Die Schülerinnen und Schüler des Erasmus-Projektes reisen nach Katalonien, um dort die Auswirkungen des Klimawandels kennenzulernen.

Foto 4 im Wald von Montseny

Mitte März reiste ein Teil des Erasmus-Teams der Konradin-Realschule Friedberg mit den Projektlehrkräften Ulrike Rappel und Tanja Heim nach Spanien, um zusammen mit den anderen Projektgruppen aus Dänemark, Island und Nordrhein-Westfalen das Thema „The planet needs you: facts, activities and hope“ zu vertiefen. Die Schülerinnen und Schüler dieser Länder stellten die Situation bezüglich des Klimawandels in der eigenen Region vor und zeigten auf, was man dort konkret tut, um die Probleme zu entschärfen.

 

Foto 1 der gastgebende Projektleiter Joan Canal Oliveras

„Nichts sollte man als selbstverständlich nehmen: weder den Frieden oder die Demokratie noch die Natur. Denn eines Tages könnte es plötzlich nicht mehr da sein.“ Mit diesen Worten leitete der gastgebende Projektleiter Joan Canal Oliveras die Projekt-Woche ein und appellierte an die Schüler, Verantwortung für ihr Handeln zu übernehmen.

 

Foto 2 Der Vorsitzende des Climate Change Catalan Office Salvador Samitier

Der Vorsitzende des Climate Change Catalan Office Salvador Samitier informierte darüber, welche Auswirkungen der Klimawandel sowohl weltweit als auch speziell in der Region Katalonien hat.

 

Foto 5 Pflanzen des Erasmus Baums im Wald von Montseny

Beim Besuch des Naturparks Montseny in Viladrau lernten die Schüler, welch große Bedeutung dieser Wald für das dortige Ökosystem hat.

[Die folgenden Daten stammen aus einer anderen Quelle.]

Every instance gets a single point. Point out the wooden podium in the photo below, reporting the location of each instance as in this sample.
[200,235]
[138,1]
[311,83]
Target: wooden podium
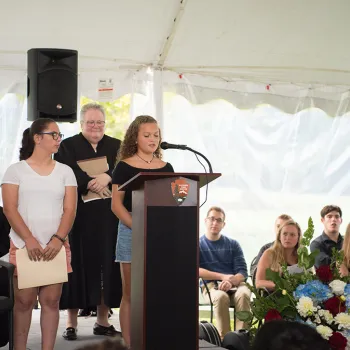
[165,259]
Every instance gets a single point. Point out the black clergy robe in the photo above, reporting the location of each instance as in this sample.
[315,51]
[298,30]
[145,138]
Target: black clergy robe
[94,234]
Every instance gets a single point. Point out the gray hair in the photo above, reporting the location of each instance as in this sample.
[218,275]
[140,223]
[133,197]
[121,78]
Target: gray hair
[91,105]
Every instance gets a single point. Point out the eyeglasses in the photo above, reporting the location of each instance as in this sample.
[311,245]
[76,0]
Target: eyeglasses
[218,220]
[55,135]
[93,122]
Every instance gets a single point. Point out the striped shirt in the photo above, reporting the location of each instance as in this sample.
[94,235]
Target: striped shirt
[223,256]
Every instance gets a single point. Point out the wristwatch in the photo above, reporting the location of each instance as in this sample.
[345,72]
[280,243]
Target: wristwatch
[60,238]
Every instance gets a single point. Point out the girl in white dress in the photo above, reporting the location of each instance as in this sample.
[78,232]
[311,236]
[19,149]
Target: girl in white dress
[39,199]
[283,251]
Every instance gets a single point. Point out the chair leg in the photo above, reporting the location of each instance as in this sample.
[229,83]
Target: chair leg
[11,330]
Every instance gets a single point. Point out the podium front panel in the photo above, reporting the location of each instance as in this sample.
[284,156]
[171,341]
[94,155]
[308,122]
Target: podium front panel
[164,297]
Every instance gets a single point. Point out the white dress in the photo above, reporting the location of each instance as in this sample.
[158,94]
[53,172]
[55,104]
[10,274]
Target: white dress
[40,199]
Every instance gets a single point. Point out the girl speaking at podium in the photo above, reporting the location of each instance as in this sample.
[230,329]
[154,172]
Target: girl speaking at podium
[139,152]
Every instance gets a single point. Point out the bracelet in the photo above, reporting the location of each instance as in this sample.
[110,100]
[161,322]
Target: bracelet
[58,237]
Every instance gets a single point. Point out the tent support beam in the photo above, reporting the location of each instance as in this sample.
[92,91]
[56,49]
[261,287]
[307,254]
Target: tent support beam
[169,40]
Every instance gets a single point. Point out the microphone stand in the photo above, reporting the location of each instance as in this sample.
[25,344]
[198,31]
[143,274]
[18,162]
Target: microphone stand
[202,155]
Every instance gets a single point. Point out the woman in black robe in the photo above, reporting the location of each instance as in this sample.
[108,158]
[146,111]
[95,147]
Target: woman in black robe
[96,276]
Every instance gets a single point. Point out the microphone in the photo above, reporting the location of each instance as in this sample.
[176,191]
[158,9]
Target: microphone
[166,145]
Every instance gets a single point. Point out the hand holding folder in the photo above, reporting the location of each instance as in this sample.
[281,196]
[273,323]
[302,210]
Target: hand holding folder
[40,273]
[93,167]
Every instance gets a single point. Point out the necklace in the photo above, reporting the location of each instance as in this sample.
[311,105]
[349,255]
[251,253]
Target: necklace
[146,161]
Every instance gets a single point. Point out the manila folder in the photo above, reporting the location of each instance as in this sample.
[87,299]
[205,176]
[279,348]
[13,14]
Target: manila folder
[93,166]
[40,273]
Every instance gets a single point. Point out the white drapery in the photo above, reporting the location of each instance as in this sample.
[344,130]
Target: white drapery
[280,149]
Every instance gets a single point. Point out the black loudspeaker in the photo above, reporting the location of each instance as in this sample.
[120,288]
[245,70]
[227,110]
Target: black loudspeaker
[52,89]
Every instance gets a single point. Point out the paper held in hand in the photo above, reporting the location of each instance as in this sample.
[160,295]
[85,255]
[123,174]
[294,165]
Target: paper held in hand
[40,273]
[93,166]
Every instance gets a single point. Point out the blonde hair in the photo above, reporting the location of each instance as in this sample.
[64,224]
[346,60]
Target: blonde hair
[129,146]
[91,105]
[346,247]
[277,250]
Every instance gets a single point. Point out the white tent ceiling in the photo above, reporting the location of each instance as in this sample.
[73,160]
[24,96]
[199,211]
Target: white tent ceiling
[261,41]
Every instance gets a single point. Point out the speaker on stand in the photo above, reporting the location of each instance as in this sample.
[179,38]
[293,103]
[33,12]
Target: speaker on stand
[52,88]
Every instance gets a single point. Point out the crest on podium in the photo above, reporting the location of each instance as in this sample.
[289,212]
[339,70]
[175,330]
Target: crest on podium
[179,189]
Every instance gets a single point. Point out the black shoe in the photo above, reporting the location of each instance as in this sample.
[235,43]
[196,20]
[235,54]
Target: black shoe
[107,331]
[70,334]
[84,312]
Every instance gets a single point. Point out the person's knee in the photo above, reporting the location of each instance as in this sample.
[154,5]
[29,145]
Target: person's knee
[126,296]
[221,298]
[243,292]
[25,303]
[51,302]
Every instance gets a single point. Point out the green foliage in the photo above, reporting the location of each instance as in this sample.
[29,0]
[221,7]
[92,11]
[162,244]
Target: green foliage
[117,115]
[305,260]
[281,299]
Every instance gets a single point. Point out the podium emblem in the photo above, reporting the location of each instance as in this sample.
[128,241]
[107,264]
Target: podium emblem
[179,189]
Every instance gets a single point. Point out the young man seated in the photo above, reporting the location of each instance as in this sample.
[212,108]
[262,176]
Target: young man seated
[331,217]
[223,267]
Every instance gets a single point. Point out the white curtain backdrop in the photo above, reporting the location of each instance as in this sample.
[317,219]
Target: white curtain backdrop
[271,162]
[280,151]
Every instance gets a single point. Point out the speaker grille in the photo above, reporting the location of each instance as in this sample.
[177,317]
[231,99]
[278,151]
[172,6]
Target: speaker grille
[56,91]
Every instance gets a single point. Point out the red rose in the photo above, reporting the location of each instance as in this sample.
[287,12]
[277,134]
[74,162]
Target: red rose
[272,314]
[337,341]
[334,305]
[324,273]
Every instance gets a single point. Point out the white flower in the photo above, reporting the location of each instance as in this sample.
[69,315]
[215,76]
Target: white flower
[337,287]
[317,319]
[343,320]
[306,307]
[325,331]
[326,315]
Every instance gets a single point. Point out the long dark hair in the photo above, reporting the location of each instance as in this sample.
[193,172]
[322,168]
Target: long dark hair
[129,146]
[28,143]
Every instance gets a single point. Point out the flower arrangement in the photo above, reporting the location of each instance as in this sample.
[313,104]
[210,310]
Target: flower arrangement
[321,299]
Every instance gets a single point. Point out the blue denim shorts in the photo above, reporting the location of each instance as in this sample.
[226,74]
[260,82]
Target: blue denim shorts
[123,252]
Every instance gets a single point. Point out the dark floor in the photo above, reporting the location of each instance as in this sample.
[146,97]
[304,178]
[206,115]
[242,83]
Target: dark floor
[85,335]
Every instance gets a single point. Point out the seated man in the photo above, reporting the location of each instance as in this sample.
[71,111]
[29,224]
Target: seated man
[331,217]
[278,223]
[223,267]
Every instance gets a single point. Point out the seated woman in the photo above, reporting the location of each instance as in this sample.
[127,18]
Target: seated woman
[345,266]
[283,251]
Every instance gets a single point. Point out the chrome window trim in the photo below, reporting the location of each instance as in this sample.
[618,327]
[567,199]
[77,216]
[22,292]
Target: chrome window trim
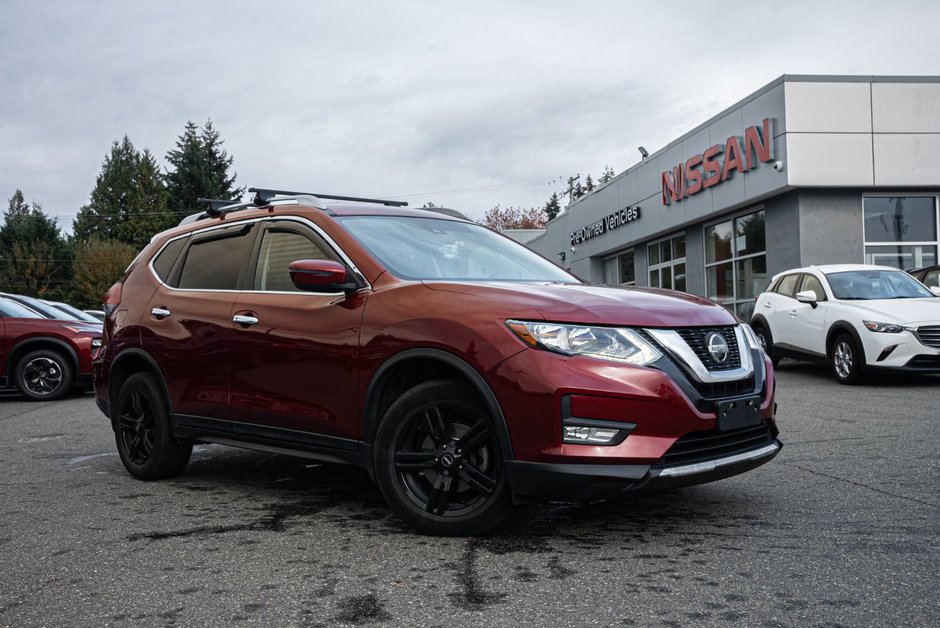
[677,348]
[299,219]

Dort pflanzte die Erasmus-Gruppe auch einen Baum, wie es für jedes Teilnehmerland geplant ist. In Spanien entschied man sich für den Zürgelbaum (hackberry).

 

Foto 6 Fbrica del Sol in Barcelona

Foto 7 natürlicher Luftfilter in der Fàbrica del Sol

Beim Besuch in Barcelona lernte die Gruppe die Umweltschutzmaßnahmen der Stadt kennen, mit denen man sich in der „Fàbrica del Sol“ auseinandersetzen konnte. Immer wieder wurde deutlich, dass die Region unter Wasserknappheit leidet und sich Lösungen hierfür einfallen lassen muss. Beim Besuch der „Barri Gòtic“, der Altstadt, und auch des Strandes bekamen die Schüler einen Eindruck von der Schönheit dieser Stadt.

 

Foto 12 Einmal Parfmeur sein

In Santa Eulàlia gibt es den so genannten Duftpark (Parc de les Olors), wo Kräuter für ein Bio-Kosmetik-Unternehmen angebaut werden. Die Betreiber des Parks zeigten den Schülern auf, vor welchen Herausforderungen ein Bio-Landwirt steht, vor allem in der dortigen Region. Die Frage, wie der Duft ins Fläschchen kommt, konnte auch beantwortet werden, indem jeder Schüler sein eigenes Duftöl herstellen konnte.

 

Foto 8 in der spanischen Schule

Foto 9 beim Kangaroo Test

Foto 14 beim Anbieten bayerischer Spezialitten beim Food market

Der kulturelle Austausch kam auch nicht zu kurz: Die Gastschüler durften mit in die spanische Schule, lernten die katalanische Küche kennen und konnten über Sport oder Tanz landesübergreifende Kontakte herstellen. Die Schüler fühlten sich in den Gastfamilien sehr gut aufgehoben, lobten die Herzlichkeit und das leckere Essen, auch wenn es abends oft erst gegen 22 Uhr serviert wurde. Aber so ist das eben in Spanien.